Fizikte zıt kutupların birbirini çektiği mıknatıs deneylerini herkes bir defa da olsa yapmıştır. Ben de yaptım ve garip bir şekilde bu deneyi yaparken arkadaşımın bir sözü aklımda kalmıştı "İnsanlarda mıknatıslar gibi zıt karakterler birbirlerini çekiyorlar değil mi?"
HAYIR YANLIŞ , bu görüşe şu an itibari tamamen karşıyım. Zira karşımdaki kalın kafalı adamın sözleri benim düşüncelerimin tam tersi ve tavırları uzlaşma düşüncesine tamamen karşı. Yüzüme dik dik bakan Aslan'a arkadaşı İsmail yavaş ve sakin bir tonla:
" Tamam patron sakinleş artık. Tabi ki o da düşüncesini söyleyecek." dediğinde bana yönelttiği alev alev gözlerini İsmail'e çevirip:
" Lan dünkü sikik köylü bebe ne anlar müzikten" dediğinde benim şalterler artık dayanma sınırını aşmış ve atmıştı.

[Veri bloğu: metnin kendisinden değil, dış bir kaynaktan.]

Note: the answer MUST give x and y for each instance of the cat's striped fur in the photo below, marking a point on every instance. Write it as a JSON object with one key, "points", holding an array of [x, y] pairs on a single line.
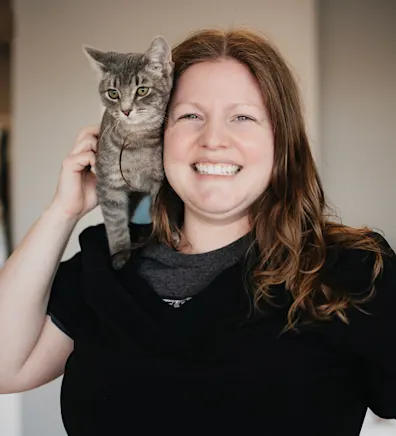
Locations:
{"points": [[131, 126]]}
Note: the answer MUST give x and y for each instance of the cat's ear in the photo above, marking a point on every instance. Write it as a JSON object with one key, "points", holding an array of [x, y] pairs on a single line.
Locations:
{"points": [[159, 53], [97, 59]]}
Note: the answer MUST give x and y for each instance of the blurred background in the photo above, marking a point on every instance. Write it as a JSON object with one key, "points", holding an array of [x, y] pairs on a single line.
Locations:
{"points": [[342, 52]]}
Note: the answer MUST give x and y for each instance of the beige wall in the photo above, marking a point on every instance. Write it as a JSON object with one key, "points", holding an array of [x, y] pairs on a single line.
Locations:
{"points": [[4, 80], [358, 116], [54, 94]]}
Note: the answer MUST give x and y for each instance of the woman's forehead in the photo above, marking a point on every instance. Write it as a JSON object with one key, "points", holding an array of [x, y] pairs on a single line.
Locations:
{"points": [[226, 79]]}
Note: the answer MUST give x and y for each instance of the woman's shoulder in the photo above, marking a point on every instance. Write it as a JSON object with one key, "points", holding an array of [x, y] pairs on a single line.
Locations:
{"points": [[350, 268]]}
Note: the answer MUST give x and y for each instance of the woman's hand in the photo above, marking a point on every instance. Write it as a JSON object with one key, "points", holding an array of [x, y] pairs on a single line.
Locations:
{"points": [[76, 191]]}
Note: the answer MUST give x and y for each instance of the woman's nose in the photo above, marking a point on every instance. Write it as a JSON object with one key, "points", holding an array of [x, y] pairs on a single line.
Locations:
{"points": [[214, 135]]}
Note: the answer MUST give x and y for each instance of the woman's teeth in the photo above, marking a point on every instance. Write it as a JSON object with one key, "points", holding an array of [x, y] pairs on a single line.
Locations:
{"points": [[217, 169]]}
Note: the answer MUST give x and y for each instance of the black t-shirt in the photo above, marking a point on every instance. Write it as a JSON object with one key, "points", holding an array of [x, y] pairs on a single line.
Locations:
{"points": [[140, 366]]}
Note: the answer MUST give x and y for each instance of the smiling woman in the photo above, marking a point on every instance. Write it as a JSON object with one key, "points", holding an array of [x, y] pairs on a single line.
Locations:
{"points": [[218, 149], [244, 308]]}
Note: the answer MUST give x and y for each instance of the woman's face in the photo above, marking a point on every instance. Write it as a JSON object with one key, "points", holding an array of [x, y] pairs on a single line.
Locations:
{"points": [[218, 145]]}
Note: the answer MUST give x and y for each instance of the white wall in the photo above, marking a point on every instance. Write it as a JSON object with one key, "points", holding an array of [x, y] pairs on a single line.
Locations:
{"points": [[54, 94], [358, 116], [357, 47]]}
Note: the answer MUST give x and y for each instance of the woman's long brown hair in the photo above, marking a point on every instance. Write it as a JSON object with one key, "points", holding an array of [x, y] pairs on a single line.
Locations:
{"points": [[290, 219]]}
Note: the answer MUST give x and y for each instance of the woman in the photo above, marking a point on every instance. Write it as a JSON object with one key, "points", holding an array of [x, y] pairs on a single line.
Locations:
{"points": [[249, 308]]}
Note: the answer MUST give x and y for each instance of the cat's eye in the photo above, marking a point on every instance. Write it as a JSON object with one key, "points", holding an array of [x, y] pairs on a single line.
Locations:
{"points": [[142, 91], [112, 93]]}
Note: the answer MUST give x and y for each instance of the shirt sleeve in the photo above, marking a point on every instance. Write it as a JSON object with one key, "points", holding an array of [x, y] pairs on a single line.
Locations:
{"points": [[65, 304], [372, 339]]}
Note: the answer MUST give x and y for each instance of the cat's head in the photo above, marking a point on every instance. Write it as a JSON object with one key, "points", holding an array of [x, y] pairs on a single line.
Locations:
{"points": [[135, 87]]}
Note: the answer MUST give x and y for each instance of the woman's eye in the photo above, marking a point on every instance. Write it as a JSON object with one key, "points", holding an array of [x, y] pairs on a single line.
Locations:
{"points": [[112, 93], [244, 118]]}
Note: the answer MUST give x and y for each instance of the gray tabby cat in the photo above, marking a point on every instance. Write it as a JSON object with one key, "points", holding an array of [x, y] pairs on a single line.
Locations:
{"points": [[135, 90]]}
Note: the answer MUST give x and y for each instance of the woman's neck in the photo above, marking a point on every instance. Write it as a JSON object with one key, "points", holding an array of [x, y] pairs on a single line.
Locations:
{"points": [[200, 236]]}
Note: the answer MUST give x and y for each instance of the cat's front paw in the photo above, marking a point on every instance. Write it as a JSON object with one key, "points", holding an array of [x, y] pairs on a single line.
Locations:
{"points": [[118, 260]]}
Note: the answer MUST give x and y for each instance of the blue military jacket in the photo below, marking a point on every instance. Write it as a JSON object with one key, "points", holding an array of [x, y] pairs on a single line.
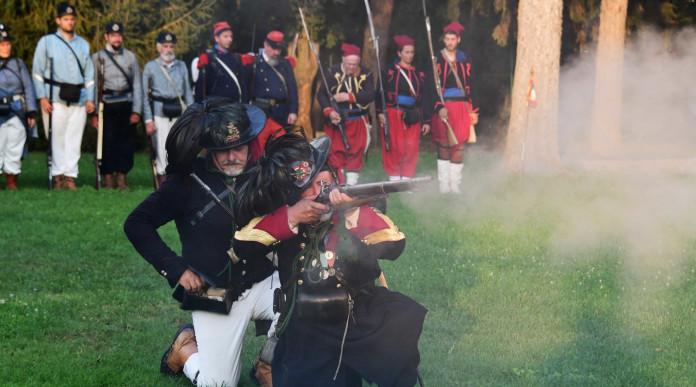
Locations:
{"points": [[217, 81], [276, 84], [16, 86]]}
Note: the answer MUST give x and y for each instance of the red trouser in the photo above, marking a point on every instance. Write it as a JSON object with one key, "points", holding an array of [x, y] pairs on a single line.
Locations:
{"points": [[459, 119], [404, 141], [356, 132]]}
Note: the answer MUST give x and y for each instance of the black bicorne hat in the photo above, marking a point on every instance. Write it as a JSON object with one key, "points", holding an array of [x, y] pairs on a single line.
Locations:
{"points": [[235, 129], [213, 124]]}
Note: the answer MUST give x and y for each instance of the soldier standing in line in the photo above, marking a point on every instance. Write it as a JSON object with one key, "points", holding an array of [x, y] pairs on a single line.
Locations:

" Bak Aslan efendi aklının ve kelimelerinin gezdiği alt tarafından başını kaldırıp insan gibi konuşmaya başlayacak mısın?" dedim. Aslan öfkeli bakışlarını bana doğrultup gözlerini kocaman açarken sıktığı dişleri arasından :
" Senin o konuştuğunu sanan ağzını parçalara ayırır ibret olsun diye okulun kapısına süs yapıp sik herif." dedi ve üzerime yürümeye başladı. Korkak biri hiç olmamıştım , ailem bana kendimi savunmayı fazlası ile öğretmişti ama şu an ki durum hoşlanmasam da bu herife karşı geri adım atmamı gerektiriyordu. Tam bunları düşünürken değerli arkadaşım Cansu'nun sesi ve sandalyesinin tıkırtısı ile aramızdaki korku filmi aksiyonu son buldu.
" Ben biliyordum zaten böyle olacağını çekil abi."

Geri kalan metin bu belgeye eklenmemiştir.